ULM funds high school business academy with $1 million grant


Educational institutions can have all the ideas they want, but they can’t really do anything without proper funding. As of May 15, ULM now has this kind of funding.

ULM received over $1 million in grant money as part of the federal government’s Workforce Opportunity for Rural Communities initiative. The goal of the initiative was to select 13 organizations that needed help with projects for some type of workforce development. 

ULM was accepted because their project fulfilled the objectives that the Employment and Training Administration was looking for in applicants. 

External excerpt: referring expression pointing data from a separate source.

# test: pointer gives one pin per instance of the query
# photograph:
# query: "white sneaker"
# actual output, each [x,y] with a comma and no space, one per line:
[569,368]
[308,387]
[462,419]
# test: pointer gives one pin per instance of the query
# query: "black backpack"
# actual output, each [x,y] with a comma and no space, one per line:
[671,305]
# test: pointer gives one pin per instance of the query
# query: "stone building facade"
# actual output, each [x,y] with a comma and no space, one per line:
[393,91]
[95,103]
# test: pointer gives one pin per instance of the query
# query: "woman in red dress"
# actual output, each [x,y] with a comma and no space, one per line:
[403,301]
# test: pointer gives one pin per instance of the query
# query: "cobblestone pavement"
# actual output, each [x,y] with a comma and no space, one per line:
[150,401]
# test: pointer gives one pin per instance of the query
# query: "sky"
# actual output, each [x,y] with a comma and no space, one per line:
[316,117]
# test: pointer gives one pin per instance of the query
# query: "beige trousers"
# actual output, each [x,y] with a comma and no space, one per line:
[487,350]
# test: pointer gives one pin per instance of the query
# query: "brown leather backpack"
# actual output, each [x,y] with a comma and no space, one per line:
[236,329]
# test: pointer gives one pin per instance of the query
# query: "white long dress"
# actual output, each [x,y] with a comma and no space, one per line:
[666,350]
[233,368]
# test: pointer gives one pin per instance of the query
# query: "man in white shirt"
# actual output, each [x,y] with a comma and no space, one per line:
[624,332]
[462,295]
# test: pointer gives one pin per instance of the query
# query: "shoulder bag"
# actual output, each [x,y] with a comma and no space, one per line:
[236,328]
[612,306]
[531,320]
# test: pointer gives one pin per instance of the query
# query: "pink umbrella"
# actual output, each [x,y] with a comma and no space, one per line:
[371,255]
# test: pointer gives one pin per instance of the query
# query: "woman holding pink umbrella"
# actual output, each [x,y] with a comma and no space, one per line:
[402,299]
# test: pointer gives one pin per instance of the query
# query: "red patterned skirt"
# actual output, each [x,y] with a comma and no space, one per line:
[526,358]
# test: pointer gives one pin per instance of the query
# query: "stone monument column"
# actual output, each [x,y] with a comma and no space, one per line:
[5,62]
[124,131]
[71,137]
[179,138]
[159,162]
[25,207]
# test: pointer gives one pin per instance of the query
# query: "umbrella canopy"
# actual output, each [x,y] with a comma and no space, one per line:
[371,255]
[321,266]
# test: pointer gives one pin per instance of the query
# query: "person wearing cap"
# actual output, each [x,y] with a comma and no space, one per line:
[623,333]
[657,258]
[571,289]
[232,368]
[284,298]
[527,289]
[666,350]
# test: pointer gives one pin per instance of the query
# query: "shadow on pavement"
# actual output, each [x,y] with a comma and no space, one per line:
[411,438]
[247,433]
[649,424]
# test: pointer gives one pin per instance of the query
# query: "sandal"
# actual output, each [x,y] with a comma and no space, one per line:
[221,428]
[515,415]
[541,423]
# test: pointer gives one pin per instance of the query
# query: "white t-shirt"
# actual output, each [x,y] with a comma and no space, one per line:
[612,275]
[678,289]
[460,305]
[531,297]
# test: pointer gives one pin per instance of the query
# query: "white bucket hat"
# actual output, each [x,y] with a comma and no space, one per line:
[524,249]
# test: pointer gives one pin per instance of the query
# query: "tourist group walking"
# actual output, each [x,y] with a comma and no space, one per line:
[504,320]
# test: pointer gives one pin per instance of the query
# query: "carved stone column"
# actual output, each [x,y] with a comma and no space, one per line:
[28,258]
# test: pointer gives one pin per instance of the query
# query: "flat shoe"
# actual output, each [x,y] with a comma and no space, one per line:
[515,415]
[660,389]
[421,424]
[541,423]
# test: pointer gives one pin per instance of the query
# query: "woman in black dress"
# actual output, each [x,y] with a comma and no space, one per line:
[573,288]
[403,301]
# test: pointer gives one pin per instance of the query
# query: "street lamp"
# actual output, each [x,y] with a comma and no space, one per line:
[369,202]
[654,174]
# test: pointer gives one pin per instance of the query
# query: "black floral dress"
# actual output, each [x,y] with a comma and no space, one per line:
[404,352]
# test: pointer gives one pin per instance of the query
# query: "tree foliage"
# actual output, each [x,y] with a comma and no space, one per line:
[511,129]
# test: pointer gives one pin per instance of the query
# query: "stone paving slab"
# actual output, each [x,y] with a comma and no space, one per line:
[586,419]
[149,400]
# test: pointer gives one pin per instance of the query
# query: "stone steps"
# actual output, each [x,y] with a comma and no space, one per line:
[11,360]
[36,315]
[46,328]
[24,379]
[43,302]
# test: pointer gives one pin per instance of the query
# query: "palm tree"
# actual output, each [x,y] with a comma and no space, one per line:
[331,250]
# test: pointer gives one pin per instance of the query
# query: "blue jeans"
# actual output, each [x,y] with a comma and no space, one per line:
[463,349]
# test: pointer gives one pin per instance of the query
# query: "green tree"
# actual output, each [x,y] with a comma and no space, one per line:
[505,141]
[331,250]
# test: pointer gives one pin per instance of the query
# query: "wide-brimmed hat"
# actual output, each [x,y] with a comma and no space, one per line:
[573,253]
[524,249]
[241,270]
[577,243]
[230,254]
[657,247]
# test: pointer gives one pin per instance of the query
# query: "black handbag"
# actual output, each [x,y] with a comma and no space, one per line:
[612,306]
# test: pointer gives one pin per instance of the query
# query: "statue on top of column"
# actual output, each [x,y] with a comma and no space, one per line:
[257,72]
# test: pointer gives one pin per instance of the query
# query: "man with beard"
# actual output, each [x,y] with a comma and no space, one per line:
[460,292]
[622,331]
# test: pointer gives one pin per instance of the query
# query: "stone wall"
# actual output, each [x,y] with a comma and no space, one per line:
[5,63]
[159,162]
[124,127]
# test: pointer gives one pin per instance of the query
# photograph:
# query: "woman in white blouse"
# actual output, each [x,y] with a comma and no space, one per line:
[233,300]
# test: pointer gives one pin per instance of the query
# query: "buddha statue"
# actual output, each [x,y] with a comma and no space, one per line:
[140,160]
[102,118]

The money will be used to fund a high school business academy. This academy will have ULM faculty teach business curriculum to 30 high school teachers from Monroe and West Monroe. The high school teachers will then teach a hybrid program consisting of in-classroom learning, virtual learning and mentoring to their students. 

Carroll High School, Wossman High School and Neville High School are the first schools that will be able to participate in learning the basics of entrepreneurship, management, marketing and accounting. High school students can earn up to 18 college credits through participation in the academy.

“This successful grant initiative is a great example of a regional collaboration to address a critical need in preparing students for direct from high school careers or their pursuit of higher education,” President Ronald Berry said. 

Berry said that this idea has been curating for the past couple of years with the help of Dean Blackett, a board member of the Louisiana Environmental Education Commission, Sue Nicholson, CEO and president of the Monroe Chamber of Commerce, and DRA federal co-chairman, Chris Caldwell. 

Nicholson said the academy is a “program that will create jobs and build a more resilient community.” She believes that this grant is just the start of expanding the curriculum to the whole northeast Louisiana region.

With help from the Delta Regional Authority and partnership with the Appalachian Regional Commission and the U.S Department of Labor’s ETA, ULM and 12 other organizations now have the opportunity to improve local economic and skill development.